Facebook’s decision to block access to some academics researching political ads and disinformation has been criticised by UK and US politicians.
Damian Collins MP accused Facebook of shutting down legitimate research to protect its own interests.
And Senate committee chairmen Ron Wyden and Mark Warner also spoke out.
Facebook has accused researchers from New York University’s Cybersecurity for Democracy team of collecting user data without consent.
On Tuesday, the social network disabled their accounts and blocked access to the platform, saying the team’s Ad Observer browser extension breached its policies.
The team’s project asks people to install the extension, which then enables them to share information with researchers about the Facebook ads they see.
Cybersecurity for Democracy projects have included research into misleading political ads, right-wing misinformation and false claims about vaccines and Covid-19.
But Facebook’s product management director Mike Clark blogged that research should not happen at the expense of people’s privacy, and said they had violated the company’s terms of service.
“The researchers gathered data by creating a browser extension that was programmed to evade our detection systems and scrape data such as user names, ads, links to user profiles… some of which is not publicly viewable on the platform.”
He said the company had tried for months to provide the researchers with the access they had asked for in a “privacy-protected way”.
According to Facebook, the browser extension collected information about the publisher of each ad without their consent, including at least their first and last names, user name, Facebook ID, and link to profile photo.
The academics maintain that all they collect is data on advertisements.

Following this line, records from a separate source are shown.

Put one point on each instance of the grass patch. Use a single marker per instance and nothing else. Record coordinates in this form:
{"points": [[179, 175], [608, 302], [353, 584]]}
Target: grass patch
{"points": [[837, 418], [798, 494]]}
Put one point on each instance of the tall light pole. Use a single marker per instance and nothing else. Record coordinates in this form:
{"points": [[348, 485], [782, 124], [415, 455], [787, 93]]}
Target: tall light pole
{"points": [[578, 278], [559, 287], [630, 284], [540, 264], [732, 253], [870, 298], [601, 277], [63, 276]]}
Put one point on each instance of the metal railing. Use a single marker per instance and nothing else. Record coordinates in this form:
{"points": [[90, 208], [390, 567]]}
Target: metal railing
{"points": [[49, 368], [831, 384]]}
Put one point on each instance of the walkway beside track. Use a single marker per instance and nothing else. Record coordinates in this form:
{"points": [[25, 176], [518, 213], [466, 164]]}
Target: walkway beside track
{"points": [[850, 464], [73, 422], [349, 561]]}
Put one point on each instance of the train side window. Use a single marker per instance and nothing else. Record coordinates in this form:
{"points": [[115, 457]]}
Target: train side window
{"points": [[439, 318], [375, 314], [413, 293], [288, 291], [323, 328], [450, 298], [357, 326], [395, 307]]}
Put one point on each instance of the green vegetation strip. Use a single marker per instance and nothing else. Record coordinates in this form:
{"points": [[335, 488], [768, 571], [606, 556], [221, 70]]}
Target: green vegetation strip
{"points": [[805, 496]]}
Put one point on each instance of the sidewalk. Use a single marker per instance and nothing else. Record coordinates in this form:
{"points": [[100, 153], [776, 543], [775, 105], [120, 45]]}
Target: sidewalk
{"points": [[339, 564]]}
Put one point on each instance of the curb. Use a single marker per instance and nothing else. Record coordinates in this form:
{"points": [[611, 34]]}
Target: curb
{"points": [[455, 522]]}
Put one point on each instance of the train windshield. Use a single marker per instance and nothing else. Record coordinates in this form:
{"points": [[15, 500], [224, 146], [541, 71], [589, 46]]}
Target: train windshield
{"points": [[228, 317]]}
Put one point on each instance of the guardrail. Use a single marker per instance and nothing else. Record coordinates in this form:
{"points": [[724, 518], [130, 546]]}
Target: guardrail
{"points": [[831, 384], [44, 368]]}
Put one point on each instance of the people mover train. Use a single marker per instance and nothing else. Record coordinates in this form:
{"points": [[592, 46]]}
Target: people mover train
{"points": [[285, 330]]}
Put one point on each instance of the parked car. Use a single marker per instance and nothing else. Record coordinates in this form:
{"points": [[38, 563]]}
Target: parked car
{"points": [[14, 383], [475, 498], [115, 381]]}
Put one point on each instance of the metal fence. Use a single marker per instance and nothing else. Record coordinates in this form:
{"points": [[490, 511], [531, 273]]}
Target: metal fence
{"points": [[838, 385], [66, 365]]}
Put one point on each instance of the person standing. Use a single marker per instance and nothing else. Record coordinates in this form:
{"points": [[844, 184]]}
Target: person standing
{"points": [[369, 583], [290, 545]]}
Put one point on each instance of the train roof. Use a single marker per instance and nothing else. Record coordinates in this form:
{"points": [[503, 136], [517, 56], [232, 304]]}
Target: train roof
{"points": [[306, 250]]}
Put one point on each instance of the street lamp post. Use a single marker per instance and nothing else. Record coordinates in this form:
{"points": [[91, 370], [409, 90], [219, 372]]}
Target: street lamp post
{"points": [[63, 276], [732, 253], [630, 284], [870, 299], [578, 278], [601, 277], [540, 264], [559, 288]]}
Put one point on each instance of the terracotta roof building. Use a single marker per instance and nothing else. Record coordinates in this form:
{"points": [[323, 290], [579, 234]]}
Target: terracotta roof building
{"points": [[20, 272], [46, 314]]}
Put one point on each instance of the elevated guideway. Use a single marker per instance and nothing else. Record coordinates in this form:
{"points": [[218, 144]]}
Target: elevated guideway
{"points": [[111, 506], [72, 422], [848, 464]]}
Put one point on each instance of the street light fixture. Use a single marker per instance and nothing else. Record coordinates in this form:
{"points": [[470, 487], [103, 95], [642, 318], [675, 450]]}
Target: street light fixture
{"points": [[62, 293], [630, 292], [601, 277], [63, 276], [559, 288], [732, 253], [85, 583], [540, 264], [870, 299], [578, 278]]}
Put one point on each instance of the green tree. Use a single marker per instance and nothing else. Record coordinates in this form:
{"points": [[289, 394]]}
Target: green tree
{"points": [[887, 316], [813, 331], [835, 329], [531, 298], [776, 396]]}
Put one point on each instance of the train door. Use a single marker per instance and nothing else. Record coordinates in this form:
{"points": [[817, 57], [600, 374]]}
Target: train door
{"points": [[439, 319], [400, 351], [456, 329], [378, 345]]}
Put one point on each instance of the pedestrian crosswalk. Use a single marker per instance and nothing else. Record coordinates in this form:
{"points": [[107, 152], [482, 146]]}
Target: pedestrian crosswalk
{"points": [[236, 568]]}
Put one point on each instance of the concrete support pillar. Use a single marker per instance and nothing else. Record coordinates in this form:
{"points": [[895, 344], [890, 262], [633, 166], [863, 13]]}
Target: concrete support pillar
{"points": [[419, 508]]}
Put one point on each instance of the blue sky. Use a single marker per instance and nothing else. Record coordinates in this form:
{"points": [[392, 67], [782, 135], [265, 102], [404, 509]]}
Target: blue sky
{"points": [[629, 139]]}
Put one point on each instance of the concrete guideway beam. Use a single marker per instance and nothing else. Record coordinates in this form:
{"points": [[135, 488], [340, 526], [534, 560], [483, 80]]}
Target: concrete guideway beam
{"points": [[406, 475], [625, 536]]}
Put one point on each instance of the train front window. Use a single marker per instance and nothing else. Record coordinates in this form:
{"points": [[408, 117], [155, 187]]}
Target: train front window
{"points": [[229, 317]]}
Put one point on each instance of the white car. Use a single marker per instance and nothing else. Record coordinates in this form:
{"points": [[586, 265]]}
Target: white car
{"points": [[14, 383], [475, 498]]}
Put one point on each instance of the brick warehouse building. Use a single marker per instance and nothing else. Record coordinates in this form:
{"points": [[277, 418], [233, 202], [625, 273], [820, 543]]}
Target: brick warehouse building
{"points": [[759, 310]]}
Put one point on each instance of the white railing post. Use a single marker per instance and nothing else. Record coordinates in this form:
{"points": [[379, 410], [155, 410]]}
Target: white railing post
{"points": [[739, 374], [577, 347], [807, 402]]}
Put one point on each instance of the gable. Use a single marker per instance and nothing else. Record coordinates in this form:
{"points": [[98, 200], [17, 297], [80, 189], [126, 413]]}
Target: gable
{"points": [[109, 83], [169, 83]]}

Following Facebook’s decision, they have attracted influential political support.
‘Deeply concerning’
Mr Wyden, chairman of the Senate Finance Committee, accused Facebook of hypocrisy and using privacy as an “excuse to crack down on researchers exposing its problems”.
And Mr Warner, who chairs the Senate Intelligence Committee, called the action “deeply concerning”.
Mr Collins, former Digital, Culture, Media and Sport Select Committee chairman, who led its investigation into the Cambridge Analytica scandal, accused Facebook of “protecting their own interests” instead of allowing independent scrutiny of its advertising tools.
“To say that it’s to protect users’ data is laughable – the academic project doesn’t scrape user data, it allows users to opt in and voluntarily donate information about the ads they see on Facebook,” he wrote.
Code review
Mozilla, the company behind the Firefox browser, has also blogged in support of the researchers.
It said it had reviewed the code in the Ad Observer extension, adding: “It collects ads, targeting parameters and metadata associated with the ads.
“It does not collect personal posts or information about your friends. And it does not compile a user profile on its servers”.